The source of truth concept is interesting, but like any "pithy phrase", it's hard to truly grasp the implications from those 3 small words, and the reality is always more complicated. As one of the speakers pointed out, there's at least 3 levels of SOT: There's what was intended to happen, what was configured to happen and what actually happened. Loosely speaking we could also call these the intention level, the configuration level and the customer level.
What actually happened is the "lowest" level: this is what the customer actually experienced and may be calling into your hotline to complain about.
Then there is the intermediate level of what was configured to happen. This is the level of device configuration, eg was the AP/Switch/CPE and all MSP equipment configured correctly.

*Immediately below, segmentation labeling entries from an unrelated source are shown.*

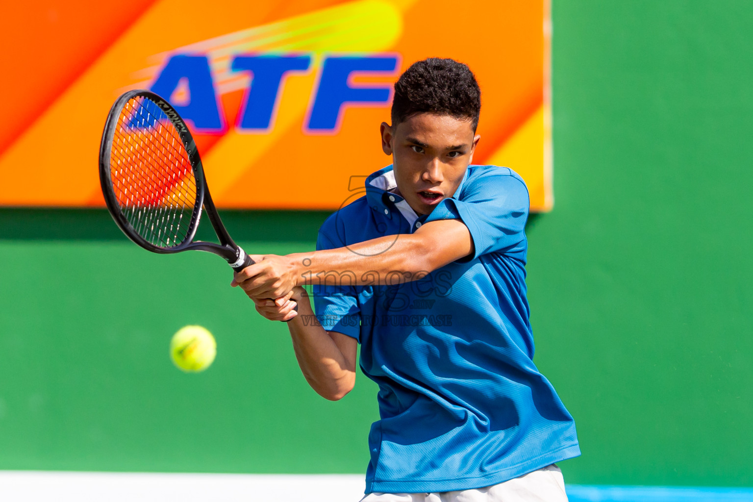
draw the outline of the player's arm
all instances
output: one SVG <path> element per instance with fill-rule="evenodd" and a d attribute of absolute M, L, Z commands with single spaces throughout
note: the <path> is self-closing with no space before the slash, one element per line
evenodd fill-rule
<path fill-rule="evenodd" d="M 471 233 L 462 221 L 438 220 L 412 234 L 386 236 L 347 248 L 253 256 L 257 263 L 236 272 L 233 285 L 240 285 L 252 297 L 279 298 L 307 281 L 338 285 L 343 274 L 352 285 L 394 284 L 420 278 L 473 252 Z"/>
<path fill-rule="evenodd" d="M 288 328 L 298 366 L 317 394 L 334 401 L 352 390 L 355 384 L 358 340 L 322 327 L 303 288 L 294 288 L 276 303 L 271 300 L 252 300 L 257 311 L 267 319 L 289 320 Z M 297 315 L 294 310 L 296 306 Z"/>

Then there is the highest level of what was intended to happen. One of the speakers mentioned a folder that has 1 configuration-file-per-device, that they know exactly how to grep through and find intended configuration. VLANs-in-spreadsheets and VISIO were also discussed. Everyone can probably do this level a little differently, but I think many would agree that the most powerful solution will be using a full-on relational database which is what the rXg does.
SOT and Telemetry
Jumping back to Telemetry, the SOT concept is very relevant for receiving and processing telemetry data. What's particularly important is the "direction of flow" of the data, or in other words, keeping the telemetry data at "device-from-device" level and not elevating it to an intention, or "data-to-device" level.
For example: Let's say that an rXg operator has configured a particular WLAN to use MAC Auth. The intention of the operator is to use MAC Auth. If that particular WLAN is actually configured to be Open on the device, then that information SHOULD NOT update the intention configuration of that WLAN on the rXg to "Open". Instead it SHOULD notify the operator of a configuration mismatch.

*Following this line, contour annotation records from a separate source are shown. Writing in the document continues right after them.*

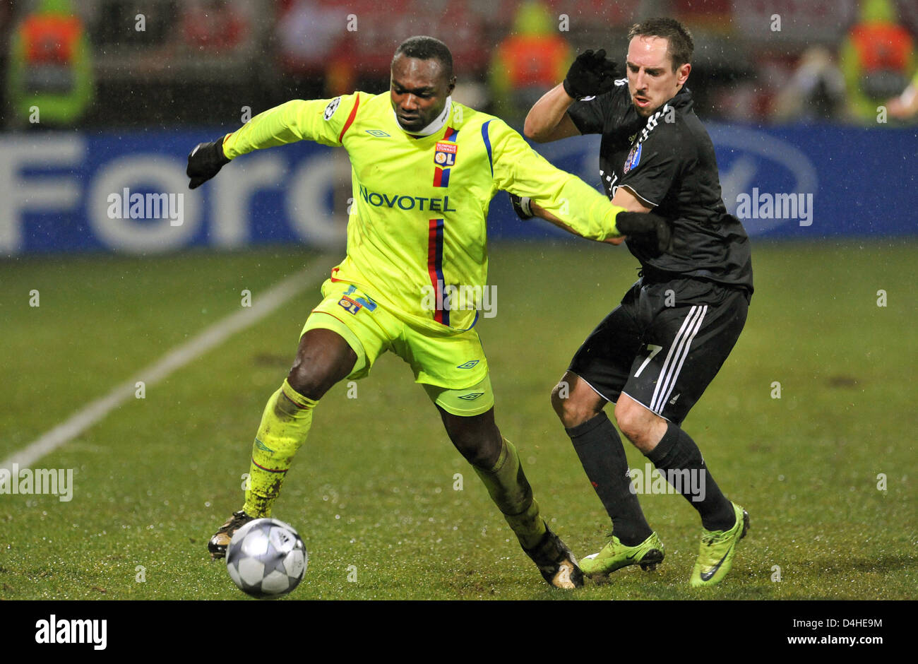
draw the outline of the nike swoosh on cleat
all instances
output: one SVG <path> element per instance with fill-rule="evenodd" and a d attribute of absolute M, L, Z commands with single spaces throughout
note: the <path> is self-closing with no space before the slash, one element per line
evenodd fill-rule
<path fill-rule="evenodd" d="M 709 581 L 709 580 L 711 580 L 711 578 L 712 576 L 714 576 L 715 574 L 717 574 L 717 570 L 721 568 L 721 566 L 723 564 L 723 561 L 727 559 L 727 556 L 729 556 L 730 552 L 733 551 L 733 547 L 731 546 L 727 550 L 727 552 L 725 554 L 723 554 L 723 557 L 721 558 L 718 561 L 717 565 L 715 565 L 713 568 L 711 568 L 711 569 L 710 572 L 701 572 L 701 580 L 702 581 Z"/>
<path fill-rule="evenodd" d="M 566 565 L 562 565 L 558 573 L 554 576 L 554 585 L 558 588 L 574 588 L 571 580 L 571 568 Z"/>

One of the speakers mentioned a "holy trinity" of an integration updating a device: there's the current state, the intended state, and the resultant state. I think that telemetry has a similar division: there's the intended config, the device's actual config, and there's the data coming in from the Telemetry. Using the data coming in from the telemetry to identify discrepancies between the intended config and the actual config is a really exciting goal.
I think the most important lesson about SOTs is that they need to flow from the top down, and when that is not happening, we need to find out why.

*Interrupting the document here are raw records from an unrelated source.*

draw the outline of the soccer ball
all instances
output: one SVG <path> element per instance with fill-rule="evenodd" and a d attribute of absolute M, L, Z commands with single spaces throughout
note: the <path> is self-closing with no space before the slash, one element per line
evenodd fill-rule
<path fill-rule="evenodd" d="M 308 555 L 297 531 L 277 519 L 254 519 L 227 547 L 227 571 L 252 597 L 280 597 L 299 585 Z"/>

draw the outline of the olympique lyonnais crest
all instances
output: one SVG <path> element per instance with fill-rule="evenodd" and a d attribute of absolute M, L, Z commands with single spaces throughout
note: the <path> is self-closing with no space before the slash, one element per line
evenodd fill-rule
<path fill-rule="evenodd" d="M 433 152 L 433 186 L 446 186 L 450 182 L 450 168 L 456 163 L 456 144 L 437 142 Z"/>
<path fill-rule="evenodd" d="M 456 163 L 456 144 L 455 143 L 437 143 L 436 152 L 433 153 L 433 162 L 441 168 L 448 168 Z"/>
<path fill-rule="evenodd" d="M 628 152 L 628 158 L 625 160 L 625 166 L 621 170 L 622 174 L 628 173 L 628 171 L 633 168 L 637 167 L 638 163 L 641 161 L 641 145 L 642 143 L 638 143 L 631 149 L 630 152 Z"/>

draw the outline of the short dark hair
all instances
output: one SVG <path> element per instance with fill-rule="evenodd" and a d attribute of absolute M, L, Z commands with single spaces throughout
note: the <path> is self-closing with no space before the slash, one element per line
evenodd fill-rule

Automation = SOT + Integration
When we talk about trying to automate things, the thought that keeps coming back to my mind is that what we are trying to make the computer do exactly what the smartest network engineer on the planet would do if they knew the whole situation and had all the time in the world to do every double-checking procedure they can think of. Since human time and effort are the most expensive things any business can purchase, doing this automatically is a huge opportunity.
What "doing this automatically" kind of comes down to is having a SOT that is digitally encoded and an integration that knows how and when to translate that SOT into configuration changes pushed to some other device. That automation should have some way of detecting if it was successful or not and alerting or rolling back if not. Definitely something I will be pondering.